Mais cedo ou mais tarde somos confrontados com a dolorosa verdade da nossa inadequação e da nossa insuficiência. Nossa segurança é esmagada e nossos cadarços, cortados. Uma vez que o fervor passa, a fraqueza e a infidelidade aparecem. Descobrimos nossa incapacidade de acrescentar uma polegada que seja a nossa estatura espiritual. Começa então um longo inverno de descontentamento que, eventualmente, floresce em depressão, pessimismo e um desespero sutil: sutil porque permanece não-diagnosticado e não-percebido, e, portanto, não-confrontado. Ela assume a forma de tédio e trabalho forçado. Somos esmagados pela normalidade da vida, pelas tarefas diárias executadas à exaustão.

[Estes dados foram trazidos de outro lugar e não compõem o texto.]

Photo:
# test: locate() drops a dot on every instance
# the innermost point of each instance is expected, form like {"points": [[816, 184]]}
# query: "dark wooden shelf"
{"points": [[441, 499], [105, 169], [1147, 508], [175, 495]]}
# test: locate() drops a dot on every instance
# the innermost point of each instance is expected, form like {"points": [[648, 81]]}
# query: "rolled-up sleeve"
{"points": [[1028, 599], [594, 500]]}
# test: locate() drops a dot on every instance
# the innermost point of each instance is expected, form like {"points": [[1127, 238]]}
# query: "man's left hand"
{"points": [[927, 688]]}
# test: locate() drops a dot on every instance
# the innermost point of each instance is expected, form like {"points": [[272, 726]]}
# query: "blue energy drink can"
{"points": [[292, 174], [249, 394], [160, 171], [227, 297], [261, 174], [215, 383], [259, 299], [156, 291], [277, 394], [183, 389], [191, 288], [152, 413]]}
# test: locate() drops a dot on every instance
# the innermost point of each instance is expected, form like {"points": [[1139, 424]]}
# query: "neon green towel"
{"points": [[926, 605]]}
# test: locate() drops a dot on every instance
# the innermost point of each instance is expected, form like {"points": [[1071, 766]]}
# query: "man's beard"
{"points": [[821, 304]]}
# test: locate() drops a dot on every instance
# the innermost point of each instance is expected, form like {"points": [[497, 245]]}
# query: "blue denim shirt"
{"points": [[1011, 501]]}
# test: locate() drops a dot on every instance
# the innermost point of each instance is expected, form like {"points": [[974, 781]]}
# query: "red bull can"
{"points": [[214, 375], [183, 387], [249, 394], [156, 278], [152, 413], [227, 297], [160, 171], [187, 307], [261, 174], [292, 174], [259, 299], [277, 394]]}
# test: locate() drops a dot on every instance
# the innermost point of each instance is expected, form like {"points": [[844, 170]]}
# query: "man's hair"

Secretamente admitimos que o chamado de Jesus é exigente demais, que a entrega ao Espírito Santo está além do nosso alcance. Passamos a agir como todo mundo. A vida assume uma qualidade vazia e desprovida de contentamento. Começamos a lembrar o personagem principal na peça de Eugene O’Neill O Grande Deus Brown: “Por que tenho medo de dançar, eu que amo a música e o ritmo e a graça e a canção e o riso? Por que tenho medo de viver, eu que amo a vida e a beleza da carne e as cores vivas da terra e o céu e o mar? Por que tenho medo de amar, eu que amo o amor?”

*Autor americano que escreveu entre 1860 e 1899 dezenas de romances populares sobre meninos pobres que alcançavam a respeitabilidade através de engenhosidade e de trabalho duro. (N. do T.)

**Seguidores de Pelágio (c. 400 d.C.), que colocava o livre-arbítrio humano acima da iniciativa de Deus e ensinava que cada cristão deveria conquistar a salvação pela conduta meritória voluntária. (N. do T).